Fundamentals pose a problem
Nationally, the first-quarter vacancy rate for community and neighborhood shopping centers rose to 10.8% from 9.5% in the same quarter of 2009, according to Reis. In the headier days of 2007, before the country plunged into recession, the first-quarter vacancy rate was 7.2%. The average effective rent fell to $16.62 in the first quarter from $17.20 in the same period of 2009.
The number of retail transactions across the U.S., meanwhile, plunged 34% in the first quarter of 2010 from the same period last year, and the dollar volume declined 18%, Reis reports. The decline was most dramatic in the Southwest, where the number of transactions fell 85% and the dollar volume dropped 93%.

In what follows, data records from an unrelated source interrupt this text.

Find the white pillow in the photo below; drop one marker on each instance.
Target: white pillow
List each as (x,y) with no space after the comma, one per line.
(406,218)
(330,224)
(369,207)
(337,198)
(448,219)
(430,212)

“The market is still very cautious about investing in retail right now, given the outlook for the economy and the weak job numbers,” explains Severino. “We're seeing kind of a bifurcated market. The best, most compelling assets are trading and some of the worst, most distressed assets are trading,” he adds. The distressed asset prices are too low to resist, he says.
Josh Podell, founder and president of Podell Real Estate Advisors, a retail site selection firm based in white Plains, N.Y., says international retailers like Australia-based jewelry company Diva and apparel firm Cotton On are aggressively making leasingwith malls. “H&M (based in Stockholm, Sweden) has been opening a lot of stores. They are really pushing.” But many U.S. markets are struggling, he says, notably in Nevada, California, Florida and Michigan.
Sacramento, Calif. is one of the hardest hit retail markets. Effective revenue per sq. ft., which includes rental income, declined 8.5% in the first quarter compared with the same period in 2009, according to Reis. In Las Vegas, the decrease was 10.5%.
Despite the challenges facing community and neighborhood shopping centers in the Southwest, Austin, Texas enjoyed rare retail success, as effective revenue increased by 0.2%. But in most markets, from Buffalo, N.Y., to Oklahoma City and Orlando, Fla., effective revenue fell.
Overall, the numbers mean that tough times have not ended. “I can't say that there's anywhere in the United States that has come out of this real estate downturn completely unscathed,” says Severino. “I can't point to any part of the country that's been able to escape the downturn without feeling some pain.”